Sunday I started a get healthy/exercise plan with a goal to loose 50 pounds in the next 7 mo. I'm trying to eat healthy by following the food pyramid guide lines to try and eat the right amount of each food group each day, keeping my fat intake to about 30 grams, and trying to keep my calorie intake to about 1500. I got these figures after many different calculation programs online. Anyway, I figure in order to reach my goal weight, 150, I need to be eating calories to maintain 150 pounds, which according to most of what I read and calculated out is my goal weight, times 10. That doesn't take into account working out, but I'd rather loose the weight faster and don't plan to increase my calorie intake even when I reach my goal weight. Well, I started this thing Sunday and I even started recording my meals. The days progressed nicely until dinner rolled around and I was so hungry that I over ate and completely blew my nice, rest of the day diet, out of the water! I am really upset with myself (all three days I've been doing this so far)!!! I had a short, but in depth talk with Jacob this evening before bed and he suggested that I set myself some sort of goal and since one of the things I would like to have happen here in the next few months is get pregnant, he suggested that I not allow myself to get pregnant until I reach some goal weight. I am not going to do that, but I am going to set a goal. I want to loose 20 pounds by mid August. That will put me at 180 and if I do get pregnant, and if I stick to the less eating, I'll have been sticking to the two-ish months before I should not go too far over 200 by the end of the pregnancy, and if I don't get pregnant then that will give me even more time to lose even more weight! I'm not exactly sure I can do this. Food is a big comfort to me and snacking is something I do a lot of...especially on my finger nails (I know...ewww yuck, sorry it's a habit I've had since I was really little and it's a really tough one to break).
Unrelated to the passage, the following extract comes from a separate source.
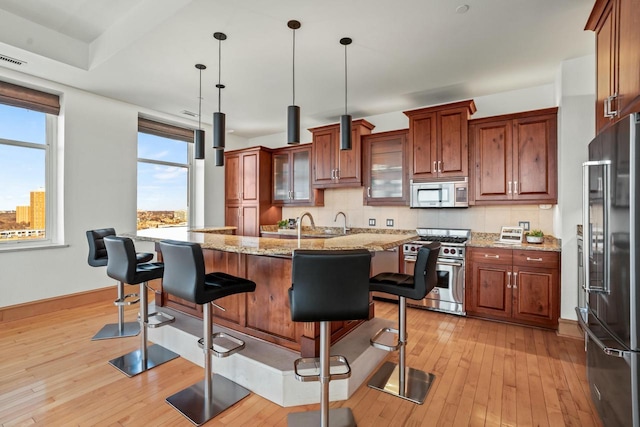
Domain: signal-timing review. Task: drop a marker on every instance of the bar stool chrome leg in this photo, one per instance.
(146, 357)
(400, 380)
(201, 402)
I also have a very nagging sweet tooth that gets the better of me, but hopefully if I keep those things out of reach, sight, and out of the house I won't be tempted by them too much! Long story even longer, I'm going to try and stick to this the next two months at least to shed these 20 pounds!
Now I need to figure out how to stick to a work out regime!!! I was working out back before Thanksgiving, but unfortunately that was 7 months ago. We did go to the pool the other day and I swam about 11 laps, but that was several days ago and I really need to work out at least 3, really 5 days a week hard core working out to really start seeing any results, quickly! It's rather hard sticking to a work out program. I know I've tried in the past. It just gets frustrating doing all that work and not really having anything to show for it in my weight! I am going to continue to take measurements each Sunday and hopefully if I stick to this eating/working out program I'll see some results in the next few weeks!
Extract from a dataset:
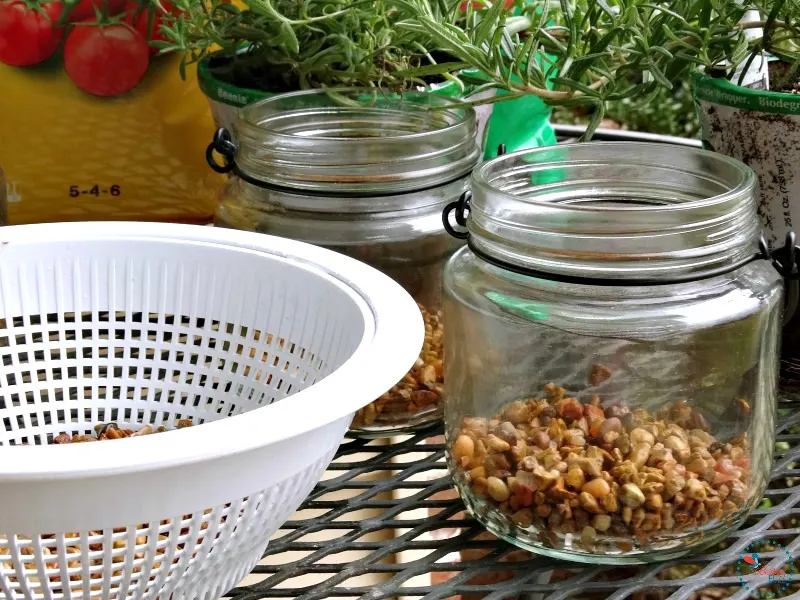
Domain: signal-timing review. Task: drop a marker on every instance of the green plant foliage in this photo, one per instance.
(607, 52)
(669, 112)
So please wish me luck and even better, please, please, please pray for me! My will power is so weak when it comes to food and exercising can become so boring after awhile, especially since I'll be doing it all on my own. I'll need all the support I can get to stick to this! I really want to loose weight and get healthier, not to mention look better!!! My original goal was to loose the weight (50 lb) by my birthday next year (about 7 mo. away) and treat myself to a new clothing shopping spree! Yay skinny clothes!!! :OP We'll see if I can do it...the only things standing in my way are myself and if I were to get pregnant in the next couple months and I'd much rather the pregnancy happen, than let myself get the better of myself!